Humans aren’t so special. Animals think much more deeply than we imagine.
Source: What I Learned From Tickling Apes – The New York Times
Recently I posted a link to a news item honoring the passing of Hilary Putnam, with whom I briefly collaborated as part of a broad set of projects I oversaw at UC Santa Barbara on science and religion. Frans de Waal (who is very much alive!) was another scholar I briefly worked with, facilitating a dialogue between Frans and Evan Thompson, a philosopher, on the topic “Primates, monks, and the mind.”
What Frans says in his forthcoming book, Are We Smart Enough to Know How Smart Animals Are?, strikes to the core of “counting beyond two“:
How likely is it that the immense richness of nature fits on a single dimension? Isn’t it more likely that each animal has its own cognition, adapted to its own senses and natural history? It makes no sense to compare our cognition with one that is distributed over eight independently moving arms, each with its own neural supply, or one that enables a flying organism to catch mobile prey by picking up the echoes of its own shrieks. Clark’s nutcrackers (members of the crow family) recall the location of thousands of seeds that they have hidden half a year before, while I can’t even remember where I parked my car a few hours ago.
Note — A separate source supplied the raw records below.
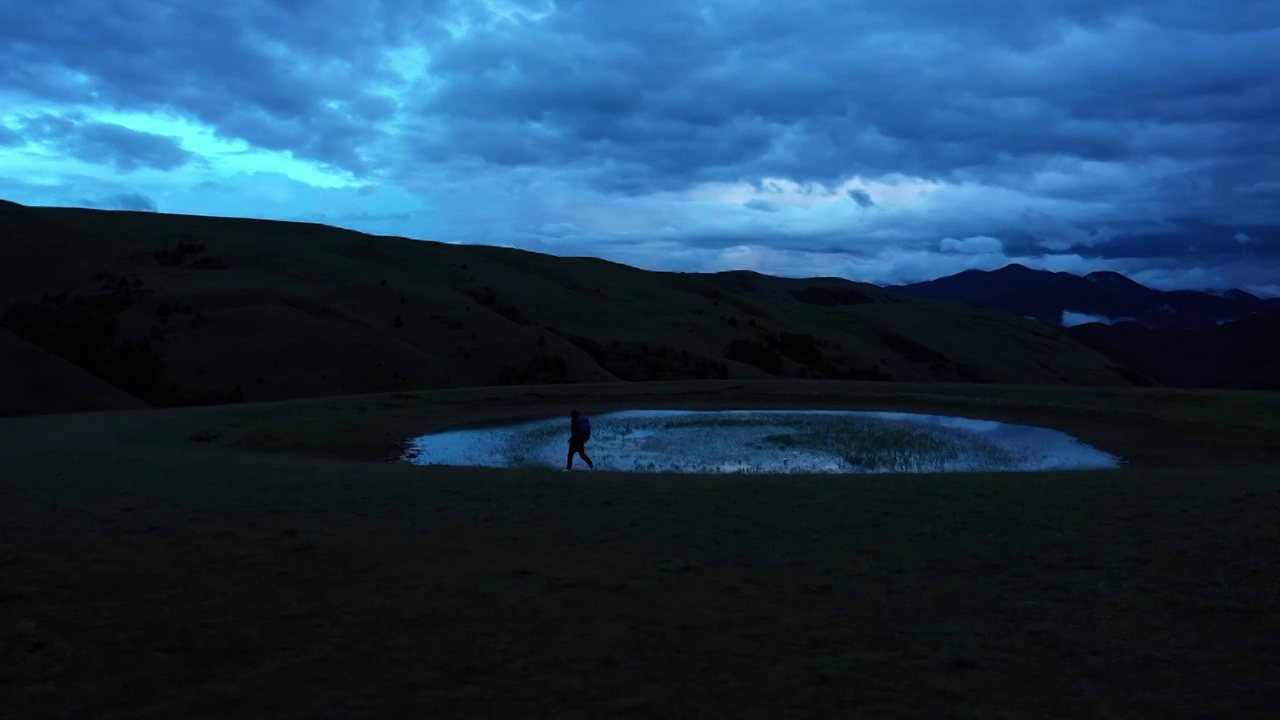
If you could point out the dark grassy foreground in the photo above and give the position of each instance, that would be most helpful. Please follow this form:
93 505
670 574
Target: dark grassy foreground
144 574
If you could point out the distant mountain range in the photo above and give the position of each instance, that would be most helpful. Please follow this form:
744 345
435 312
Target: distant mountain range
1185 338
1064 299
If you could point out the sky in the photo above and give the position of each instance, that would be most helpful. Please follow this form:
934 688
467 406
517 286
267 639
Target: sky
886 142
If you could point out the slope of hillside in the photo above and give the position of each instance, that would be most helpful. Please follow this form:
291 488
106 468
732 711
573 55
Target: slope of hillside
1239 355
1046 296
33 382
190 309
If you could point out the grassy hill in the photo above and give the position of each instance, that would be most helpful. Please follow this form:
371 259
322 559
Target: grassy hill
181 310
37 382
1240 354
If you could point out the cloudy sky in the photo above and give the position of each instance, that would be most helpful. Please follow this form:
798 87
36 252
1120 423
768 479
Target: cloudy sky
872 140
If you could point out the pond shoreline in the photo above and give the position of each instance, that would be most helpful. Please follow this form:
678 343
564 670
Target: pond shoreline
768 442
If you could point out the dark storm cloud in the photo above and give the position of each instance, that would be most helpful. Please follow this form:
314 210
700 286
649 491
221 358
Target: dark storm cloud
9 139
282 74
123 201
105 144
1095 128
670 94
862 197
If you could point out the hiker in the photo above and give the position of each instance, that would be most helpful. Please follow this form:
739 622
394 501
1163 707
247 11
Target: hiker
579 432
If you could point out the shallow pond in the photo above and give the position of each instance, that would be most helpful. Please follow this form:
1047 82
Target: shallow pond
767 441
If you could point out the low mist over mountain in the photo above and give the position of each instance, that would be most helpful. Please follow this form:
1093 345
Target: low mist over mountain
181 309
1107 297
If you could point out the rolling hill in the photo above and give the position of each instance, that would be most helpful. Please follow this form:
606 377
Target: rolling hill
1242 354
1046 296
37 382
181 310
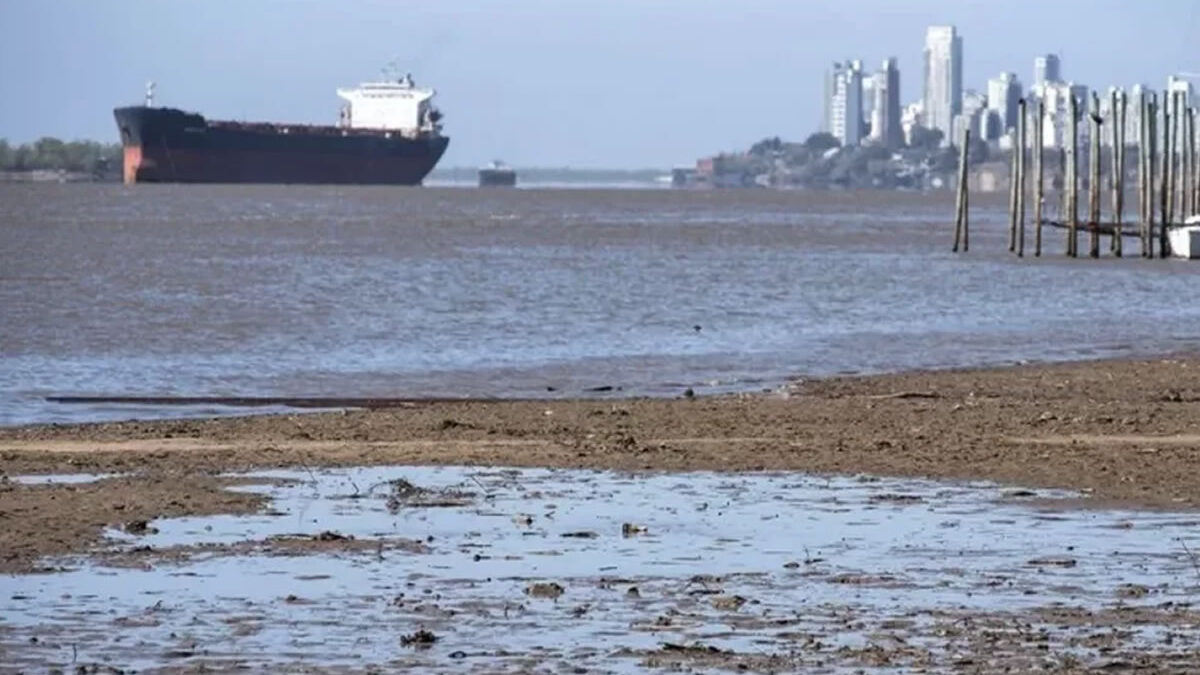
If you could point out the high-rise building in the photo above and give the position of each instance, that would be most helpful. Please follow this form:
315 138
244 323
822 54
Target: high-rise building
1056 119
943 78
845 103
886 127
1003 99
1132 114
972 117
1047 69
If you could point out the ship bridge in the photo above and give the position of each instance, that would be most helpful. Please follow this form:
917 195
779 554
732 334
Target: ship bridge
394 106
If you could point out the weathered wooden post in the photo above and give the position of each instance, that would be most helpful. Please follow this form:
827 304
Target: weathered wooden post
1039 171
1165 180
1195 167
1143 154
1119 131
1174 159
1073 179
1151 166
1186 207
1063 193
1020 180
960 203
1093 179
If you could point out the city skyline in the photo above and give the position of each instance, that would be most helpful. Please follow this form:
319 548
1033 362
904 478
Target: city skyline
949 106
591 83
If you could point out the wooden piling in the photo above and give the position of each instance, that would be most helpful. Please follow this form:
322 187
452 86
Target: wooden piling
1143 154
1151 167
1073 178
1039 178
1164 189
1012 196
1195 166
1093 179
1186 207
1020 177
1063 204
1119 149
960 204
1173 153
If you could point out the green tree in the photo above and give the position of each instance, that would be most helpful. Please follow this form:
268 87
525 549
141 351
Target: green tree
927 138
767 147
49 154
821 141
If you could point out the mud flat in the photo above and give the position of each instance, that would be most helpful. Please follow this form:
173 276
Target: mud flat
1037 518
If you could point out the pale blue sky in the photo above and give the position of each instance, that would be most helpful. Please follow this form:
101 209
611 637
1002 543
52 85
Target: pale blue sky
587 83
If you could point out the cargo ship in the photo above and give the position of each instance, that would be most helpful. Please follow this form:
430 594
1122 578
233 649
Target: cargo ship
388 133
497 174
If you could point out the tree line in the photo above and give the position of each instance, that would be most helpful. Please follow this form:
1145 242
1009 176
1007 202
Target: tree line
54 154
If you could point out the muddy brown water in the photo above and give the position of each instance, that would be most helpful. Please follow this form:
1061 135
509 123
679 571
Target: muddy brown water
244 291
493 569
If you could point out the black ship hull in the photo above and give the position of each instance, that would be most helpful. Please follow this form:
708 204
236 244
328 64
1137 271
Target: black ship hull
172 145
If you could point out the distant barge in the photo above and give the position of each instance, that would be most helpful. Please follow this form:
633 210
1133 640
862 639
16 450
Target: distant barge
389 133
497 174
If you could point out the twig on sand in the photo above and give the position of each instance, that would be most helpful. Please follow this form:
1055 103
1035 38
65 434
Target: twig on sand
1192 557
907 395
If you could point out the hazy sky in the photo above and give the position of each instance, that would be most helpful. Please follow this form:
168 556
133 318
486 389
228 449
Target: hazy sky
586 83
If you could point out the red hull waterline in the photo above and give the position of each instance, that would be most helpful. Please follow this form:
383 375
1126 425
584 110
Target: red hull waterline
165 165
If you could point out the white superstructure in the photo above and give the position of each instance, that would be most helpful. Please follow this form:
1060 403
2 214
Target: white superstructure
393 106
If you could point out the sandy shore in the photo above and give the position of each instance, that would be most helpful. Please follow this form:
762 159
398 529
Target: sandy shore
1119 432
1122 431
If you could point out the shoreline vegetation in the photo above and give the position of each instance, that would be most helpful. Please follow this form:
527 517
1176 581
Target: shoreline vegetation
55 160
1117 432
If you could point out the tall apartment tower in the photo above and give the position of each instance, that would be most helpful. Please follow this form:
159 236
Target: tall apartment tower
845 103
886 129
943 79
1047 69
1003 99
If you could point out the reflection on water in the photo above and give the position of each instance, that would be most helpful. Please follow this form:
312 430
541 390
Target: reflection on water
576 566
405 292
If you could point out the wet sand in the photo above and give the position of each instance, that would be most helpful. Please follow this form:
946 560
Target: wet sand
1114 434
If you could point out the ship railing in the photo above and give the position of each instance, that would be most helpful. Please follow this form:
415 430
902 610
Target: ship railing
324 130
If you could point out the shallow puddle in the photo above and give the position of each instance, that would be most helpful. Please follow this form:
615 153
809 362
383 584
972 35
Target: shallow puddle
508 569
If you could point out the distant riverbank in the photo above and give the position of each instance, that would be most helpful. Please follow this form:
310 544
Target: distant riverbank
54 175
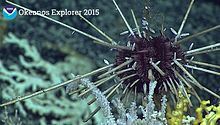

Why is it that we so often place reality on some continuum, as if everything is drawn by two polar magnets? De Waal traces the issue with animals back to Aristotle’s Scala Naturae, with God at one extreme and inanimate matter on the other. One can trace a rather direct line to the continuum dividing “natural” from “anthropogenic” (or, more provocatively, “artificial”) that my students in environmental studies know too well. What I hope to write more about soon is how this same continuum informs knowledge (matter vs. mind), ethics (facts vs. values), and politics (global vs. local). I won’t blame all that on Aristotle! But I will credit Frans, and others with whom I’ve had the pleasure to collaborate, as inspirations.